Thursday, November 13, 2014

From eggcorns to Lady Mondegreen and Monty Python

A recent Guardian article under the heading "That eggcorn moment" reminded me of an unforgettable "toothcomb moment" resulting from my 2009 article on Linguee (which, in case you are wondering, is an online "translation tool combining an editorial dictionary and a search engine", to quote from the Linguee website).



I decided to start a discussion on this in a an e-group for professional translators, during which I learned about Lady Mondegreen (allegedly common knowledge, but it turned out that several translator colleagues hadn't come across her either – see Google, if you haven't a clue what it is about) and, courtesy of Wikipia, an unexpected connection with Monty Python. Doune Castle is now on my list of places to visit on one of our journeys to or from Scotland.

The discussion clearly struck a chord, as evidenced by the numerous contributions – many positively hilarious – from various colleagues. I have taken the liberty of quoting some of them here:
  • As an American, I had to chuckle the first time I heard a Brit say they had gone over something with "a fine TOOTHcomb" (emphasis for pronunciation). I pointed out that it was "a fine-toothed COMB" (again, for pronunciation) and was told (one again) that Americans change everything. What can you do?
  • What? Are you saying that Americans never have Haare auf den Zähnen?
  • I always thought it was ‘fine-tooth’ rather than ‘fine-toothed’ and have the backing of Chambers Dictionary which shows it as fine-tooth(ed), suggesting that either is correct. Haven’t tried the OED.
  • Shorter Oxford has “fine-tooth comb”. Oxford Spelling Dictionary has “fine-tooth comb” and “fine-toothed comb”.
  • Haven't come across eggcorn before, but you may like to note for future use that Beachcomber, in a spoof Robbie Burns poem, defines a "towmond" as "the edge of an egg in midwinter". Huh?
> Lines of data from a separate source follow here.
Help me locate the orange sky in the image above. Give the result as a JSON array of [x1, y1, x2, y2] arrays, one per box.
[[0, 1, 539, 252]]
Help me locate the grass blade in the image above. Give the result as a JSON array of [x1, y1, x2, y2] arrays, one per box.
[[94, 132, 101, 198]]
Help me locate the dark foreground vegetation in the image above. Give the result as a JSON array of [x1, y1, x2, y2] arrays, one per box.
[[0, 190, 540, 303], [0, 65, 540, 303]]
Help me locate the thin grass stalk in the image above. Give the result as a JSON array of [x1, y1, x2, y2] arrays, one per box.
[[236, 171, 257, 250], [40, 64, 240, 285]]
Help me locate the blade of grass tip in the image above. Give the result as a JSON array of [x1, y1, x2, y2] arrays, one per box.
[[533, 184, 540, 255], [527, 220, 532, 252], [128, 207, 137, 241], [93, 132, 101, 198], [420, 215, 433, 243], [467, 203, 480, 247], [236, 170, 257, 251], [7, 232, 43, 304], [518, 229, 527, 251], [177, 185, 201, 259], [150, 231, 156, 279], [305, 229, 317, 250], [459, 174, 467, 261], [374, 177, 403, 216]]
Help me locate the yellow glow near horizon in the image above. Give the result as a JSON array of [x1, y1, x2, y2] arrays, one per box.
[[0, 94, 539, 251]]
  • Similarly, 'Christ the Royal Master/Leans against the phone'.
  • I’ve always thought of these mondegreens/eggcorns as “green chairs” – from the hymn “All things bright and beautiful, all green chairs great and small”. Which is what my mother told her father she’d sung on her first day at school.
  • Ah, I see now. With "The National Organisation for Women and others have nothing to offer the average Jane and in consequence, have allowed Sarah Palin and her elk to define women’s issues" for example, some people just don't know it was a moose.
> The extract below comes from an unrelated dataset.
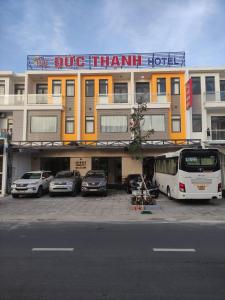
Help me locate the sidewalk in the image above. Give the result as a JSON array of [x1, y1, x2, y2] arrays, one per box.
[[0, 191, 225, 223]]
  • ... I heard of a manager in Aylesbury, I think, who dictated a letter saying "ipso facto" and his secretary typed "if so, fax so".
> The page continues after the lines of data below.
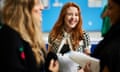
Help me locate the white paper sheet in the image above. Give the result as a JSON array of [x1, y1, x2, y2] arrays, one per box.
[[69, 51, 100, 72]]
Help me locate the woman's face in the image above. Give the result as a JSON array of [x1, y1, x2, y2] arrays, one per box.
[[65, 7, 79, 29], [107, 0, 120, 24], [32, 0, 44, 22]]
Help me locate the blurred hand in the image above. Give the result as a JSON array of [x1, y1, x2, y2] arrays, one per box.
[[49, 59, 59, 72], [84, 62, 91, 72]]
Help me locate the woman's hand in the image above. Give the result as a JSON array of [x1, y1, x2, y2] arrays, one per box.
[[49, 59, 59, 72], [84, 62, 91, 72]]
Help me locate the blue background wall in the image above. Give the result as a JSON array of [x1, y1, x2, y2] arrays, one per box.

  • My son came home from his first day at school and told me they had said grace at lunch time. It went "For atta too tee, three fat fulls amen". After some deliberation we realised he was supposed to be saying "For what we are about to receive may the lord make us truly thankful, amen"!
  • Or, like when a friend first started teaching in London and asked the class if they knew what Christmas was all about. A small boy very cheerfully replied it was all about Baby Cheeses.
  • When I was little, I believed that the man who handed the "Klingelbeutel" round on an long stick in church said "gets gots". What he really said, was of course, Vergelt's Gott!
  • When I was little I was forever singing "sticky chairs on me" around the bedroom with my sister. I refused to believe that the real lyrics were "take a chance on me". 
  • Similarly, our boys refuse to believe that the Beatles song is Lady Madonna not Beebee Banana...
  • Has anyone mentioned Agathe Bauer (I got the power)?
  • When my father first went on a walking holiday in the Austrian Alps, he was baffled for a time because he thought everyone who greeted him was saying "Great Scott". And as a kid I was mystified by the pop song "Shrimples in the garden" (which turned out to be "Shrimpboats is a-coming"). Not to mention the BBC shipping forecast, where they seemed to keep on about "Margaret to good visibility"... And there is currently an ad on German TV for some cosmetic cream. The first time I only heard it, but didn't see the writing: "Nun auch in Leicht und Explosiv", which sounds a trifle dangerous.
  • This is what they call 'Verhörhammer' at our local radio station Bayern 3.
  • In a recent transcript of a CEO interview, we kept encountering paradise ships = paradigm shifts, and arrows = errors.
  • My 4 yr old son is adamant that Farmer Christmas will be delivering his presents this year.
  • My granddaughter, then aged four, said that another little girl she knew, who has a Polish mother and Pakistani father, spoke 'a different sandwich - Polish and Hairdo.'
  • Here is another one - my youngest, then about three or four, once sang "I was born under a large green stone" instead of "I was born under a wondering star". Later we always laughed when Bon Jovi´s "Bad medicine" came on the radio - we heard it as "Bad venison".  
  • My daughter, when about 5, used to apologise for things by saying "I'm sorry, it was my steak".